SÜPER HÜCRENİN ETKİLERİ
Süper hücreleri büyük çapta dolu ve doğrusal rüzgar ile gelir. Bu nedenle çevrede çok fazla zarara, tahribata ve hasara yol açabilir. Süper hücreler hayatı afet düzeyinde olumsuz etkileyebilir. Süper hücrenin şiddeti çok olursa ağaçlara, hayvanlara, bitkilere ve insanlara ciddi oranda zarar verebilir. Ağaçlar kırılabilir, kuşlar telef olabilir, sera dışında tarla bitki ve meyve-sebzelerini zedeleyebilir.

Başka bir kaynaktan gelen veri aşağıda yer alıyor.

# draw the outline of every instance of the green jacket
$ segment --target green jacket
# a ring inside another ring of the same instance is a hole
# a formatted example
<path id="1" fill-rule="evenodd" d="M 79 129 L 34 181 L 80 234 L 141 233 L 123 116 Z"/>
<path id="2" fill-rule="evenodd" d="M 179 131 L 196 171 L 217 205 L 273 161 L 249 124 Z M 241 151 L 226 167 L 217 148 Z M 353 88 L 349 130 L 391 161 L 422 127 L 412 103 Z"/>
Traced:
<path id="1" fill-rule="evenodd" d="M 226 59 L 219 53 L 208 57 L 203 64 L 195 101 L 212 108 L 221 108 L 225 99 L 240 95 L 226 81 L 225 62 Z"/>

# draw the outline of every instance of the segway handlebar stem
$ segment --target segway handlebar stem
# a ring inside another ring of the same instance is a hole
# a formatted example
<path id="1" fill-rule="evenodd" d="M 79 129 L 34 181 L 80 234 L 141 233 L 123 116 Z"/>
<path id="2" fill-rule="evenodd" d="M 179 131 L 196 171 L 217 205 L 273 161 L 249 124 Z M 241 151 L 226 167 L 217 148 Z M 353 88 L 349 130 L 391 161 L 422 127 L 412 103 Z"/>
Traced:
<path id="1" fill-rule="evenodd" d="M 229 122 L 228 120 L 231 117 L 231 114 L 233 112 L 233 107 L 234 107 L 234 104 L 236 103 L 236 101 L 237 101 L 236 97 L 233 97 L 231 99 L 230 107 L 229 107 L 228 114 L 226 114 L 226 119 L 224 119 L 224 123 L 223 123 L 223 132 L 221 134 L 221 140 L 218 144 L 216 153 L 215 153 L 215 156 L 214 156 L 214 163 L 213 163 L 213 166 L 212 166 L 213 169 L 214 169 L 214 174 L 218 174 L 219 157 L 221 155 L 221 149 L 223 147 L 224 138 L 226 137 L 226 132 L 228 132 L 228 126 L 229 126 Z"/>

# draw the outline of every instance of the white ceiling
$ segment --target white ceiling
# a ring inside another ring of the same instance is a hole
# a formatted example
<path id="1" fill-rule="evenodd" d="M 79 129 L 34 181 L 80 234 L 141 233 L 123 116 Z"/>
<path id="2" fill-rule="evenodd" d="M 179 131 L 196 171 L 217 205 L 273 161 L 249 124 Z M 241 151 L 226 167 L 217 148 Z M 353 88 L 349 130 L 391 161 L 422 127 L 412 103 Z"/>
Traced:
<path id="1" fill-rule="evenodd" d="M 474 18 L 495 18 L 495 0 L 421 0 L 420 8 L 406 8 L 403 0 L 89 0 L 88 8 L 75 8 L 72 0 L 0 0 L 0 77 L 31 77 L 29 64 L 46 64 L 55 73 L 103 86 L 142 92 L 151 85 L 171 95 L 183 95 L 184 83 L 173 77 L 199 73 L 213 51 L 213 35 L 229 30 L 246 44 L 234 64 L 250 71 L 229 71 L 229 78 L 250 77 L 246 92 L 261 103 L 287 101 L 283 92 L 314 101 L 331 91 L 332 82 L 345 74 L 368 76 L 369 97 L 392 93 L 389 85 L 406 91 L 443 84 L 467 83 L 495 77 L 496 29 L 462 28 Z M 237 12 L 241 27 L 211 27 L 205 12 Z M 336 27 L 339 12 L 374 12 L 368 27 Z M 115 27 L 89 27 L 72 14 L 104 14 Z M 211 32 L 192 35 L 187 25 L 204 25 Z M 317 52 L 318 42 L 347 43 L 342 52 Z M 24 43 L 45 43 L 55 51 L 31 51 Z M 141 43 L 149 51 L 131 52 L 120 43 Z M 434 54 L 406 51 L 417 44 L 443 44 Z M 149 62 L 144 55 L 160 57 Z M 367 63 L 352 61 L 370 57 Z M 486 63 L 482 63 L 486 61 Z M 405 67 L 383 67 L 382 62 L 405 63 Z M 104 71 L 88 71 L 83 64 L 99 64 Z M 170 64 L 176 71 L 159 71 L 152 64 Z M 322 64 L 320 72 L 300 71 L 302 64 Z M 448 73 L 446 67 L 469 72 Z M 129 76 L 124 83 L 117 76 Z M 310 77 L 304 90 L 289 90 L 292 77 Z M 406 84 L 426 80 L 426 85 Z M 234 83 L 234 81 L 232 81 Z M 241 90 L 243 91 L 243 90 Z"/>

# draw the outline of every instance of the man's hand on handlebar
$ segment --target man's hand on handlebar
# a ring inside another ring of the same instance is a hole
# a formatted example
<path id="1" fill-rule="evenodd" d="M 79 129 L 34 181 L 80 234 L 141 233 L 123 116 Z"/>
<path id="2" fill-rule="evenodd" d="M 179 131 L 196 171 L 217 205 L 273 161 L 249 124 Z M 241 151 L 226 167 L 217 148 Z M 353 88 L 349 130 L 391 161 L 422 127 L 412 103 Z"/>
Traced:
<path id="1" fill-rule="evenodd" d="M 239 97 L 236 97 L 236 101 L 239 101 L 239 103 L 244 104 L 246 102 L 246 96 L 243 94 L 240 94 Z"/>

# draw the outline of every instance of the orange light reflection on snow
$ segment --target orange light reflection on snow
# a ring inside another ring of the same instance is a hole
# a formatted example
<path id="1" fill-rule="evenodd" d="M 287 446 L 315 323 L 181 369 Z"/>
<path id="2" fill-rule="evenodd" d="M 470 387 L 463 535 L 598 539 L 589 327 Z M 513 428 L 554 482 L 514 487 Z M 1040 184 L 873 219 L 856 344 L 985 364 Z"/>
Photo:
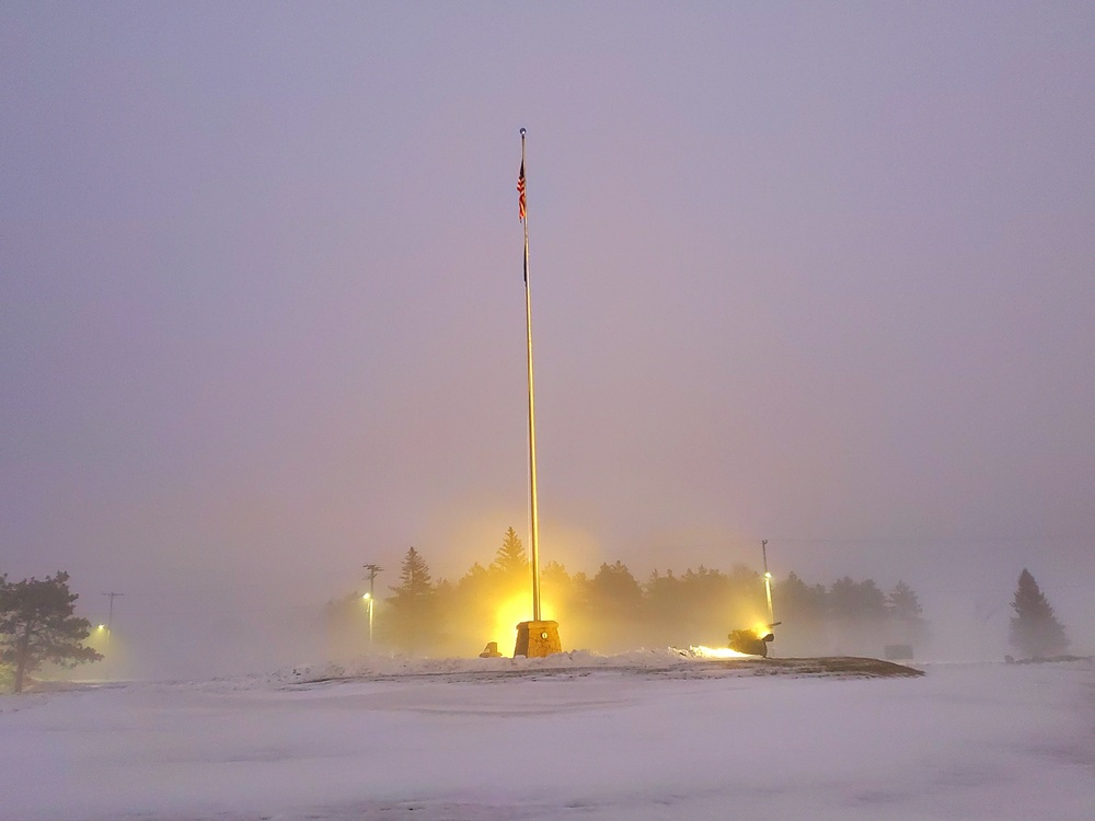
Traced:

Süper hücre yağışlarında oluşan iri taneli dolular evlerin dış cephelerine zarar verebilir. Ayrıca insanlar vücutlarını koruyamazsa hayati tehlikeye bile yol açabilir. Arabaların kaportalarında göçükler ve pençelerde ciddi çatlama ve kırılmalar oluşabilir. Bunun önüne geçmek için arabaların üzeri örtülmeli ve sağlam olmayan bölgelerde bulunulmamalıdır.